A UDN surge, portanto, com o DNA do militarismo em suas entranhas pretensamente democráticas. Quem a sucede depois do golpe de 64 (que vinha articulando desde a República do Galeão), durante a ditadura militar, é a Arena, depois o PDS e, já na redemocratização dos Oitenta, o PFL (hoje DEM), aliado ao PSDB na Aliança Democrática que derrota, com Tancredo e Sarney, a Ditadura de 64/84, no próprio Colégio Eleitoral casuísta dos militares, e depois elege e reelege Fernando Henrique e Marco Maciel nos Noventa. A UDN, na história republicana brasileira, tem migrado, quase sempre na oposição, camaleonicamente. Uma espécie de larva migrans. Transmuta-se. Mas não morre. Quem a ressuscita (a chamada UDN de esquerda, nessa aliança de 84) já não é mais o golpismo dos militares, nem seu acerbado anticomunismo, démodé depois da Queda do Muro de Berlim. Mas, sim, o sempre presente moralismo que elege e derruba Collor na primeira eleição direta depois de 64 (o mesmo moralismo que derrubara Getúlio com um único tiro, o dele próprio no peito, e elege Jânio Quadros e sua vassourinha asséptica nos Cinquenta e Sessenta). A UDN, hoje, continua bem viva. Mais viva e robusta nas classes A e B do que nunca. Mas desta vez sem os militares. Agora elege Joaquim Barbosa seu paradigma moral. Seu messias.

Qual o seu futuro? Ninguém pode prever. Mas continua o mesmo partido de classe média e alta de tendência oposicionista e moralista no cerne do discurso dos candidatos de oposição. O mesmo partido repugnado com a corrupção e com os simpatizantes de Cuba, do bolivarianismo e crítico contundente do peleguismo no governo, razão maior para o crescimento da tecnoburocracia, para o inchaço do Estado e o peso da dívida pública. A mesma indignação também contra a “esquerda” brasileira, no poder.

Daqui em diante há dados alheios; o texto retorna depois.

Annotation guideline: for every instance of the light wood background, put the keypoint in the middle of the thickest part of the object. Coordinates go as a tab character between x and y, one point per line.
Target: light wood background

A única novidade é que hoje os militares, parece, afastaram-se definitivamente da política, com exceção de um Bolsonaro ou outro. Sininho é uma liderança em emergência, sem a verve, nem o brilho, nem a erudição de um Carlos Lacerda, por exemplo, mas contando jogar água no ventilador das ruas, com a Copa do Mundo aí na nossa porta. Os quebra-quebras dos black blocks que se sucedem eram de outros matizes então e as redes sociais não existiam quando de sua fundação. Mas a UDN não morreu. Só não está registrada (ainda) no TSE. Por que será?